Après avoir investi près de 3 milliards pour acquérir des droits de polluer sur le marché du carbone, les entreprises ontariennes n'ont plus le droit de les vendre. La Californie et le Québec ont interdit à leurs entreprises de les acquérir pour éviter l'effondrement du programme de lutte contre les changements climatiques.

Doug Ford, élu premier ministre de l'Ontario le 8 juin, a annoncé vendredi que sa province se retirerait du système de plafonnement et d'échange qui vise à limiter les émissions de gaz à effet de serre (GES).

Cette nouvelle a été accueillie avec déception par son homologue québécois, Philippe Couillard, qui a réagi pour la première fois à la décision, hier.

« Je trouve ça triste de voir l'Ontario s'éloigner d'un engagement concret dans la lutte aux changements climatiques », a-t-il déclaré au terme d'un discours à Lévis.

Le Québec et la Californie sont désormais les seuls participants au marché du carbone chapeauté par la Western Climate Initiative. Dès vendredi, ils ont interdit aux émetteurs ontariens de vendre les droits d'émissions qu'ils avaient acquis sur le marché depuis le début du programme dans cette province, en 2017. Aux yeux de M. Couillard, c'était la seule chose à faire pour éviter l'effondrement du marché.

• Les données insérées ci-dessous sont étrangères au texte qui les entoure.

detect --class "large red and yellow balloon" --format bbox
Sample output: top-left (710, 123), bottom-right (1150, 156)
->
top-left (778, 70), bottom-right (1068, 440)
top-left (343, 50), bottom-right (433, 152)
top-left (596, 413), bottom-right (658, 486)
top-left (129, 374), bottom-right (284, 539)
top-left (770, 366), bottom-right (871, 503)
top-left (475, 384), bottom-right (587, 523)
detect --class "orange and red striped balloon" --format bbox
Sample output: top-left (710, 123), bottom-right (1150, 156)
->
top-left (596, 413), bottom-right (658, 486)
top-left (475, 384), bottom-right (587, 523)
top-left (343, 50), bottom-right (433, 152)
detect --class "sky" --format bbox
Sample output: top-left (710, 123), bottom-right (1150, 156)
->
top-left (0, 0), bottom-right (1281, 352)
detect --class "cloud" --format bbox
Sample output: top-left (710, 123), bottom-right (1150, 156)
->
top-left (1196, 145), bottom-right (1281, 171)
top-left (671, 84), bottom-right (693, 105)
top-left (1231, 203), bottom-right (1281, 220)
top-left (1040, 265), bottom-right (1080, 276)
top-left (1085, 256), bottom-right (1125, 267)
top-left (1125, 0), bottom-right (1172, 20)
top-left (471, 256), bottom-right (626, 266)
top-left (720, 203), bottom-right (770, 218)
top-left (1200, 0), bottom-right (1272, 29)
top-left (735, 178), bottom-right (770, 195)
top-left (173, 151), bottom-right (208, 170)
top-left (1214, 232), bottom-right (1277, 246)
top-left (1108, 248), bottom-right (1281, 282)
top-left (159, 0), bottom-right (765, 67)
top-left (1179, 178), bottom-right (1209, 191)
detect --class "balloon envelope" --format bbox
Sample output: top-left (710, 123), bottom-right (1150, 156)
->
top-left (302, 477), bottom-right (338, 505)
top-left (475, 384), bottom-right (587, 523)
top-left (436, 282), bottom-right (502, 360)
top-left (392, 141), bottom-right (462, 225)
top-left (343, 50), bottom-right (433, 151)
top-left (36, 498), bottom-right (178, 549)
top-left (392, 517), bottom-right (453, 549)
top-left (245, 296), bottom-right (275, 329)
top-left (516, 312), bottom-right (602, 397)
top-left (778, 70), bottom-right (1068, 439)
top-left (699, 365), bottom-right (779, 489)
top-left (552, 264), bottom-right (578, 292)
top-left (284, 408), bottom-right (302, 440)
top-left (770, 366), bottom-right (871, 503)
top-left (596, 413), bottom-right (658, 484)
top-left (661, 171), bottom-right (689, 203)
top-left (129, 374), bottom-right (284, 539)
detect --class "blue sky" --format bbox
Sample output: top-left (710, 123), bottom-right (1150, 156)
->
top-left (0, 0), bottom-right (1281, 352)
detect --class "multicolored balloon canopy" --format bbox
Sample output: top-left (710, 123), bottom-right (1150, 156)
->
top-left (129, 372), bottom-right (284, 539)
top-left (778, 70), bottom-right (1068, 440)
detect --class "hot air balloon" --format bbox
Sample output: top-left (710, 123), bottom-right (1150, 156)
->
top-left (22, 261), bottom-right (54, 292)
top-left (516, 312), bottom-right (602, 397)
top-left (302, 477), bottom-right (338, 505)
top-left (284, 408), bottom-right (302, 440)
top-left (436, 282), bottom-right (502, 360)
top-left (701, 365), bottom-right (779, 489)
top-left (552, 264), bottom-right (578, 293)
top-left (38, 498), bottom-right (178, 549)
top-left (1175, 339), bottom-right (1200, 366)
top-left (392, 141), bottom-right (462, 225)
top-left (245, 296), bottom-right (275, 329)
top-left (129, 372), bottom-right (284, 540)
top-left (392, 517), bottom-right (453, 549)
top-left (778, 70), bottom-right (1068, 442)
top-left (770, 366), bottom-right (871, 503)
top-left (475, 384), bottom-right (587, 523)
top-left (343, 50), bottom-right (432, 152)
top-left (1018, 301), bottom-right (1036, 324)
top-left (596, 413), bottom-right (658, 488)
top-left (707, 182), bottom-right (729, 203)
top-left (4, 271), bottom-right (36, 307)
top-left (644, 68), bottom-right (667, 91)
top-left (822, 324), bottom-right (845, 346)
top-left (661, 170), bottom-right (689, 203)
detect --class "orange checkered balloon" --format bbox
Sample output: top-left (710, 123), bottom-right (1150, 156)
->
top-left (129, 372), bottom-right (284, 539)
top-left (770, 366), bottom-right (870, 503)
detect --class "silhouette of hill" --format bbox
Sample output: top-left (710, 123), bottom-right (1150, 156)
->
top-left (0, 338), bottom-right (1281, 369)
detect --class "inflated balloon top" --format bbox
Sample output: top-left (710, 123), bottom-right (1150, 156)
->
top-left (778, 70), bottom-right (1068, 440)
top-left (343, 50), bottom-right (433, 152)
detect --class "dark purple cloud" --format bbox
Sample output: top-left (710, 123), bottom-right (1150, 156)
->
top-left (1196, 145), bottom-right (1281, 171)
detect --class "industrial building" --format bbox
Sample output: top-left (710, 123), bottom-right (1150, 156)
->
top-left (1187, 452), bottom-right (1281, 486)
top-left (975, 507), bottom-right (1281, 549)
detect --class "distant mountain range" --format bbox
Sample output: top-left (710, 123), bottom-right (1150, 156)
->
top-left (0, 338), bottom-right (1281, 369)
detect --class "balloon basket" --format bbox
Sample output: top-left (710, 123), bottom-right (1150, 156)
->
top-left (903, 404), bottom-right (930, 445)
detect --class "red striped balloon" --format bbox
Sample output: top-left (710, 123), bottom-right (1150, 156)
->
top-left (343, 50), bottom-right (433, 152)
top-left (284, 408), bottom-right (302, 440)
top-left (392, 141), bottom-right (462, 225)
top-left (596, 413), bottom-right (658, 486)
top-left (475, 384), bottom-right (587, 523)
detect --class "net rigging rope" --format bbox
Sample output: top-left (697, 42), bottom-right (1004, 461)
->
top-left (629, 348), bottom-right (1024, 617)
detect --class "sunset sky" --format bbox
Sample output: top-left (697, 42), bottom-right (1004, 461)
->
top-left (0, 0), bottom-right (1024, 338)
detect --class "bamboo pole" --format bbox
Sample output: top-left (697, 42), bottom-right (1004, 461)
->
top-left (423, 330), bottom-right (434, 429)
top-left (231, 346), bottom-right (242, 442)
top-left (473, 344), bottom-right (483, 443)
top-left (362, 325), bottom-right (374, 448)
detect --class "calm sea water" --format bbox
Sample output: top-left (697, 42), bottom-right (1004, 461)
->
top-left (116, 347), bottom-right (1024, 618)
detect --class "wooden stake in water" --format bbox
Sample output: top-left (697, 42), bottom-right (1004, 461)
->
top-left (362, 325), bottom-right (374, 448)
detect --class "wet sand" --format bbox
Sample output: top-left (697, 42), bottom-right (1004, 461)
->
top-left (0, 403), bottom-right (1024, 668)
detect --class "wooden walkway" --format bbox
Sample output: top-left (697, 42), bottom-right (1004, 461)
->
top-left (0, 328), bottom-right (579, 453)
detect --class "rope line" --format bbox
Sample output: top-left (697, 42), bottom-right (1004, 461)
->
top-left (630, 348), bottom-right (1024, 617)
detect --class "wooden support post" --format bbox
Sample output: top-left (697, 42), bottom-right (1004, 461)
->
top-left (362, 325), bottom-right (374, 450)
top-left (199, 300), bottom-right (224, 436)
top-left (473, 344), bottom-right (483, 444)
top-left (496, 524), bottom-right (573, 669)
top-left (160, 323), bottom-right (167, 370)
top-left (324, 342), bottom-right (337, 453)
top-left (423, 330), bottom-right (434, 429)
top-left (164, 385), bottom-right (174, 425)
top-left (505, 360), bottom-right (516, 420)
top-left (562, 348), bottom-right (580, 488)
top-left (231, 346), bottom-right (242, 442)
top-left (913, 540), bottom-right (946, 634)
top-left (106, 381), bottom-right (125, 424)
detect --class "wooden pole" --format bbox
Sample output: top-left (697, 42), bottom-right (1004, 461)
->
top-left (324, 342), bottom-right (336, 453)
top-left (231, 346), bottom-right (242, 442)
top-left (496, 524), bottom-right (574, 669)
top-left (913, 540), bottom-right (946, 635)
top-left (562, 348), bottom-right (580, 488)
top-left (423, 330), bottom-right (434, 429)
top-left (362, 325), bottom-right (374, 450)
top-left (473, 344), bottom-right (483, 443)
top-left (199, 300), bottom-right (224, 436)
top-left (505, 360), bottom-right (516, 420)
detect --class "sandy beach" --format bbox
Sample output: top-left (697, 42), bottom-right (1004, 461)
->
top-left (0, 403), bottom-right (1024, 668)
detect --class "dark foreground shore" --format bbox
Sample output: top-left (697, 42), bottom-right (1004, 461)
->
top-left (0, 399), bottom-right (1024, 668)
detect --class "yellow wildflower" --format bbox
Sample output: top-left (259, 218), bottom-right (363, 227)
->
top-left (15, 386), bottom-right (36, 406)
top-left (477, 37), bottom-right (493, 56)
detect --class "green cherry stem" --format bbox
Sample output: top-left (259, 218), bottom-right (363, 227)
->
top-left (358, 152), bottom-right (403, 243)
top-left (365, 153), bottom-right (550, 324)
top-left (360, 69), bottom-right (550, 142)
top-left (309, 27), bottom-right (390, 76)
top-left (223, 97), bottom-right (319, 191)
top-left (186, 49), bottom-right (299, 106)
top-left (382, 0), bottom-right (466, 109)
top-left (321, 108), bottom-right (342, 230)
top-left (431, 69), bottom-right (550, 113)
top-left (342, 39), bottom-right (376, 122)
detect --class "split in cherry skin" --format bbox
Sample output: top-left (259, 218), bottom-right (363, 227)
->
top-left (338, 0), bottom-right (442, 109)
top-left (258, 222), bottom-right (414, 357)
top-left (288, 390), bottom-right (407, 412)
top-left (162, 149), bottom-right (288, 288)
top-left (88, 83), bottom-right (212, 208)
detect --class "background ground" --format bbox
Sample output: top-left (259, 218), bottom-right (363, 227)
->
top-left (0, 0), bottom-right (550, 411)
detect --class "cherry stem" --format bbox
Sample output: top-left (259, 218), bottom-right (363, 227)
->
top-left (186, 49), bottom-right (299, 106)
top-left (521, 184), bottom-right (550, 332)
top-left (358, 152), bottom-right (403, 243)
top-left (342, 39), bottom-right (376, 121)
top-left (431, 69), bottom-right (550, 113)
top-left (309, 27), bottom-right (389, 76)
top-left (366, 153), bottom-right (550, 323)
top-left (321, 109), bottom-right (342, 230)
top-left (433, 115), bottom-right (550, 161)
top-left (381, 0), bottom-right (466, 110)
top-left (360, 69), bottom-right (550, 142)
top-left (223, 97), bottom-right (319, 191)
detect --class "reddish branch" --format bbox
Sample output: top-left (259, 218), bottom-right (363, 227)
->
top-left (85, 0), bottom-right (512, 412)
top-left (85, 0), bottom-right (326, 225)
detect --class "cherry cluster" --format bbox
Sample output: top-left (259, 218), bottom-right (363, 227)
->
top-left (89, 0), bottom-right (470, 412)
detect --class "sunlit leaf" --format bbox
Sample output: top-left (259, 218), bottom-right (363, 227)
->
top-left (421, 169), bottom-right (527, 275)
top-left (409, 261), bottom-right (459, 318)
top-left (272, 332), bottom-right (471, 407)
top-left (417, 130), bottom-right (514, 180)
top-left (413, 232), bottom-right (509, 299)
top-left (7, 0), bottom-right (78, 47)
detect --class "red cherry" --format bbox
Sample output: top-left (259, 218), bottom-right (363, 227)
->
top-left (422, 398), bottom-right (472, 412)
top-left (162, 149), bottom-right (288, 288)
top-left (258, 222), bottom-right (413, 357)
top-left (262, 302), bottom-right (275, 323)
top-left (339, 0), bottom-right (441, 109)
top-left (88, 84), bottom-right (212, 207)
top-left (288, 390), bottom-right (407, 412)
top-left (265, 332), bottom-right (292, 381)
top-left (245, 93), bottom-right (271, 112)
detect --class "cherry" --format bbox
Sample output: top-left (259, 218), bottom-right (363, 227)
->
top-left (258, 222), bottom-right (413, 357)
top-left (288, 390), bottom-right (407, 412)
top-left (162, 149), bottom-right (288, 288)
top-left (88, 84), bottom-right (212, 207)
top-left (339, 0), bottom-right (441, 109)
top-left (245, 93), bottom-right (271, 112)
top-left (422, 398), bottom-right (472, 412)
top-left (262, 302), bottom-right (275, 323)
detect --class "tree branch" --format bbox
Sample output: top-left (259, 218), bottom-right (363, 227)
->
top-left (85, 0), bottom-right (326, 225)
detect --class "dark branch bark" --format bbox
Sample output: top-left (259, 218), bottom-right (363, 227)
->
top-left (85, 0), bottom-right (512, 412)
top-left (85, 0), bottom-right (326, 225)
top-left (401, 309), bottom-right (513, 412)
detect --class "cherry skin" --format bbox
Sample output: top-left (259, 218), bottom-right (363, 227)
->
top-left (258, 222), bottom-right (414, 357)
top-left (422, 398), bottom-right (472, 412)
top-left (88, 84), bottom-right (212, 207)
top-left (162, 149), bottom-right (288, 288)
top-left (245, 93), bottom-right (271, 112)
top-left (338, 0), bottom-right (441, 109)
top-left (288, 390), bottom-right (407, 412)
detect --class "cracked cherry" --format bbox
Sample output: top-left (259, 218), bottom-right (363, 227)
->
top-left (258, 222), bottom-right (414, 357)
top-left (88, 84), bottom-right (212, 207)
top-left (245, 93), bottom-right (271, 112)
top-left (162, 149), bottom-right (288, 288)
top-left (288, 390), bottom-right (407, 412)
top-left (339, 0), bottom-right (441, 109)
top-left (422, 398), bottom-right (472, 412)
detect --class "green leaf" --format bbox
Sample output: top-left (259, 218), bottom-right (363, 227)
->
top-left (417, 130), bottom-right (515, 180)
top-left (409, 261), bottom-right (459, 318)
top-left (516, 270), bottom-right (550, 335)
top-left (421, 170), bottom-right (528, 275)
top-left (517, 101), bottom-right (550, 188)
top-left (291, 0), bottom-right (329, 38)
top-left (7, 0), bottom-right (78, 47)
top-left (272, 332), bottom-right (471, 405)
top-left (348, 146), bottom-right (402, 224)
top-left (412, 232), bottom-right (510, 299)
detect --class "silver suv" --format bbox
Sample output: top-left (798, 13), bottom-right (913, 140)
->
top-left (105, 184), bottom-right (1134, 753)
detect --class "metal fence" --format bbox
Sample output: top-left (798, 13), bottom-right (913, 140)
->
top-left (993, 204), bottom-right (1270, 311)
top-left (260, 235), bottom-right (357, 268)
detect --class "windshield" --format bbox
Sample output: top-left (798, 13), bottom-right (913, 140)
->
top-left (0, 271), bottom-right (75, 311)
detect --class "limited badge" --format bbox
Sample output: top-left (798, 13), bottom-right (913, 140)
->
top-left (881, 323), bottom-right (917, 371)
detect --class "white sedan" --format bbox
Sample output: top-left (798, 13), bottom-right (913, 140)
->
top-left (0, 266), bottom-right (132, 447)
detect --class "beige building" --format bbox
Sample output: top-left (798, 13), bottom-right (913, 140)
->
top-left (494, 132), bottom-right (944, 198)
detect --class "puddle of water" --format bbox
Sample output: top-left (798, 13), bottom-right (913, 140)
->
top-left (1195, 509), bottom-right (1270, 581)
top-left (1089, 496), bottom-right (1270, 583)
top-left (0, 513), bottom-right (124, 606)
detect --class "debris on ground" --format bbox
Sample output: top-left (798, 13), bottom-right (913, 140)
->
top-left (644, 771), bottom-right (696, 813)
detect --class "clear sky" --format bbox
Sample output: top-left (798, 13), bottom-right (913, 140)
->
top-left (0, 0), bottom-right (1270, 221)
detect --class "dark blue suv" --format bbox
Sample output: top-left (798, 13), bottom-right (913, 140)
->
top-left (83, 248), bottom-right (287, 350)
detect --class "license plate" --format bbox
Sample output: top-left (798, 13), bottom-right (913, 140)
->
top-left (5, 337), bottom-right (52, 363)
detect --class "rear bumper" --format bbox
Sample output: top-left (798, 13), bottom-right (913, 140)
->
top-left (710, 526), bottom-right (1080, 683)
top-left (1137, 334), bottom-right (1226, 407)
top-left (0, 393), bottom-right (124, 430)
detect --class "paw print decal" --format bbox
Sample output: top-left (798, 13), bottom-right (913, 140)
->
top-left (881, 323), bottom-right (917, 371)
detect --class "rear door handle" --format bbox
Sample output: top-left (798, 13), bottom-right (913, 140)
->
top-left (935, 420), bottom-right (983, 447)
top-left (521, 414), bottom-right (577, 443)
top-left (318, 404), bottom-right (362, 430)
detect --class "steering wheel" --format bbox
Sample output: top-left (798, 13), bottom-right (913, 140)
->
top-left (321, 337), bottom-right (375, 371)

« Le marché du carbone a été fermé aux entreprises ontariennes parce que, ce qui serait arrivé, c'est qu'ils seraient venus faire littéralement du dumping de bons d'émissions dans notre marché, affaisser les prix et détruire le marché. Ils ne peuvent plus faire ça maintenant. » - Philippe Couillard, premier ministre du Québec

Pierre-Olivier Pineau, titulaire de la Chaire de gestion du secteur de l'énergie à HEC Montréal, s'est dit surpris de la vitesse avec laquelle les entreprises ontariennes ont été exclues du marché de la revente. Mais selon lui, la mesure était nécessaire en raison de l'apparente détermination de Doug Ford à quitter le programme.

« Peut-être que la mécanique pour mettre fin au marché va être trop difficile pour Doug Ford : va-t-il rembourser tous les droits d'émissions vendus ? Avec quel argent ? S'il ne les rembourse pas, les émetteurs vont être très, très fâchés, et il aura une crise interne à gérer », prédit le chercheur.

En effet, les émetteurs industriels de l'Ontario - raffineries, cimenteries, constructeurs automobiles, etc. - sont maintenant coincés avec des droits de polluer qu'ils ont payés en tout près de 3 milliards. Il leur est impossible de les revendre, ce qui laisse entrevoir des litiges importants, selon plusieurs observateurs.

« Du point de vue de l'entreprise, ces droits sont considérés comme un actif comptable », a résumé Dave Sawyer, économiste à l'organisme EnviroEconomics.

Selon lui, les états financiers de toutes ces entreprises devront être révisés à la baisse. Certaines ont emprunté en s'appuyant sur la valeur de ces droits pour investir dans des technologies moins polluantes.

« C'est un gâchis », a dit M. Sawyer, qui avait conseillé le gouvernement ontarien lors de la mise en place du système de plafonnement et d'échange.

Keith Stewart, porte-parole de Greenpeace, entrevoit des poursuites coûteuses pour le gouvernement ontarien.

« À moins que M. Ford soit préparé à dépenser des milliards de dollars pour sortir l'Ontario du marché, certaines de ces entreprises vont intenter des poursuites », a résumé M. Stewart.

Il rappelle aussi qu'Ottawa imposera bientôt une taxe sur le carbone à toutes les provinces qui n'ont aucun programme de tarification des GES. Cette taxe s'élèvera à 50 $ la tonne en 2022, une somme beaucoup plus élevée que les quelque 19 $ qu'il fallait dépenser sur le marché du carbone lors de la dernière vente aux enchères.

Autrement dit, a estimé M. Stewart, les entreprises risquent de payer davantage pour polluer sous le gouvernement Ford qu'auparavant.

EN CHIFFRES

269

Nombre d'entreprises ontariennes qui ont acquis des droits d'émissions pour se conformer au système de plafonnement et d'échange mis en place en 2017.

2,9 milliards

Sommes investies par des entreprises ontariennes pour acquérir des droits d'émissions dans les ventes aux enchères du gouvernement depuis 2017.